In the essay "Know Your Whites", Cottom delineates the rise of US President Barack Obama, and the election of his successor, Donald Trump. Specifically, McMillan Cottom expresses the belief that the same whites who cherished Obama's faith in racial progress and race relations voted for him because they saw their idyllic selves mirrored in him, and that he also afforded them the chance to romanticize this notion of progress without having to actually work for it at all, which is why some of the same whites who voted for him voted for Trump. When Obama identified more with blackness than with whiteness, white voters went with someone who embodied whiteness more thoroughly. Obama's mixed heritage and habit of trying to speak for two different racial realities, McMillan Cottom argues, is why he failed to predict Trump's rise as his faith in white America made him blind to the hateful nuances of whiteness when it feels it must respond against the presence and prominence of blackness. McMillan Cottom states that while Obama still might be hopeful for the progress of white America, it is black America that she finds reassuringly hopeful and steady.

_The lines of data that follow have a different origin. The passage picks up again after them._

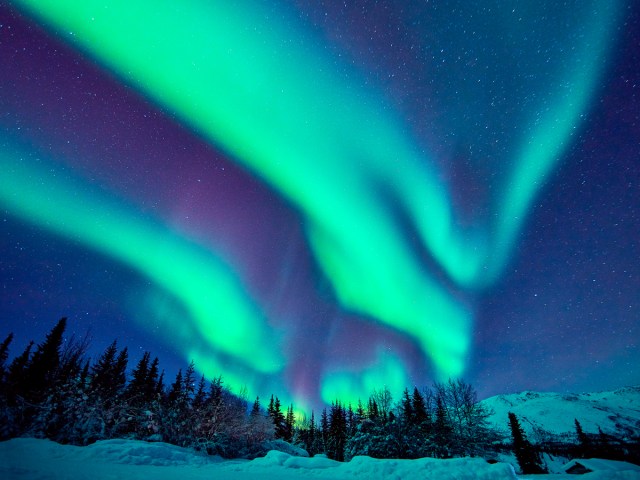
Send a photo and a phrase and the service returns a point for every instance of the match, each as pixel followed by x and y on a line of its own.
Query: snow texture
pixel 615 412
pixel 36 459
pixel 124 459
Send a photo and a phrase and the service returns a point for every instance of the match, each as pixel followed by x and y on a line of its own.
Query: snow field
pixel 37 459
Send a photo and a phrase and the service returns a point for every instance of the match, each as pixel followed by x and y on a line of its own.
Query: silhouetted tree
pixel 528 458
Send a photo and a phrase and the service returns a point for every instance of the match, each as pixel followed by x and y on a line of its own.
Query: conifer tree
pixel 200 395
pixel 324 430
pixel 4 354
pixel 418 405
pixel 408 415
pixel 40 373
pixel 255 409
pixel 137 389
pixel 528 459
pixel 584 445
pixel 289 423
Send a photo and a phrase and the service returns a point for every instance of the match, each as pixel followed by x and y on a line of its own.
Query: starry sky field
pixel 316 199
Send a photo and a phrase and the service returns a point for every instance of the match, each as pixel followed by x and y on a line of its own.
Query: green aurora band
pixel 204 284
pixel 271 97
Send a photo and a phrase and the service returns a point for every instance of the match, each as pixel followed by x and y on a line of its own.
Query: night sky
pixel 316 199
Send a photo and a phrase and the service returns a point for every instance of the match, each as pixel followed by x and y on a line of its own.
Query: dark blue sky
pixel 562 313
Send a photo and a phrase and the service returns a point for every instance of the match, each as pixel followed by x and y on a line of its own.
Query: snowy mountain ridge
pixel 542 413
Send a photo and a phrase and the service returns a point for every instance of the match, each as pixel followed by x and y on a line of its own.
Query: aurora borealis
pixel 317 200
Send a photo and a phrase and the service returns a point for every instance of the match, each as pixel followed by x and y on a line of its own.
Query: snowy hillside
pixel 617 411
pixel 26 459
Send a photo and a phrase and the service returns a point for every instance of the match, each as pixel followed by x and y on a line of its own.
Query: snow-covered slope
pixel 614 412
pixel 29 458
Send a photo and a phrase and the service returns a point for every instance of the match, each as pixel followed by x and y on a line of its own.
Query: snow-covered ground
pixel 29 459
pixel 555 412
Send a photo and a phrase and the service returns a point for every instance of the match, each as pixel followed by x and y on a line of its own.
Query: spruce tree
pixel 528 459
pixel 4 354
pixel 408 415
pixel 137 388
pixel 584 445
pixel 255 409
pixel 419 408
pixel 40 374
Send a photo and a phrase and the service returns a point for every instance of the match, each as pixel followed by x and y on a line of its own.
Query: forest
pixel 51 390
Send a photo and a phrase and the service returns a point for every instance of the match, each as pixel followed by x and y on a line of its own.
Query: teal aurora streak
pixel 276 101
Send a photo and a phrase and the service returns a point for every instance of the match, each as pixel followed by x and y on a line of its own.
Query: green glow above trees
pixel 275 101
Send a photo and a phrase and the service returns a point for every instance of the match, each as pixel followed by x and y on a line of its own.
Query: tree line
pixel 51 390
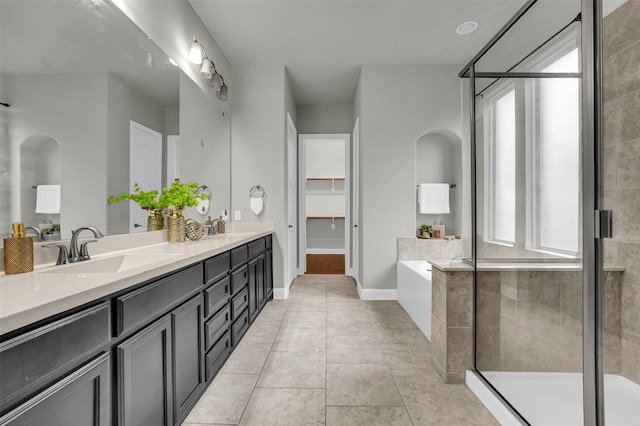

McMillan Cottom ends her essay collection with "Girl 6" in which she touts the power of the black womanhood and its collective perspective, noting that throughout time, black women have been seen as reliable indicators of trends, and concludes noting that there a very few liberal women of color writers at prominent publications.

== Awards and nominations ==
- 2019 - National Book Award (Finalist), Nonfiction
- 2019 - Reading Women's Award, Nonfiction
- 2019 - Brooklyn Public Library Literary Prize, Nonfiction

==Critical reception==
In a review for the Los Angeles Review of Books, Maggie Levantoskaya wrote, "The playful, familiar tone of the eight essays reminds readers why the author has captured the attention of The Atlantic, the Washington Post, Slate, and her many social media followers. The essays in Thick are economical in their use of words. They can deliver a swift punch in the gut but also be pithy, tongue-in-cheek, and fun." Camille Acker's review for The New York Times stated, "'Thick' is sure to become a classic of black intellectualism, one that ought to be read not only in African-American and gender studies departments across the country, although its lens is irrefutably and irresistibly black and feminist." The Guardian listed the book as one of the "Best Books of 2019" and praised the collection for being "studied consideration born of intensive research, shored with the digestibility of personal experience". The book received a starred review from Publishers Weekly, which praised the collection as "incisive, witty, and provocative". Thick was named a notable book by Time and the New York Times Book Review.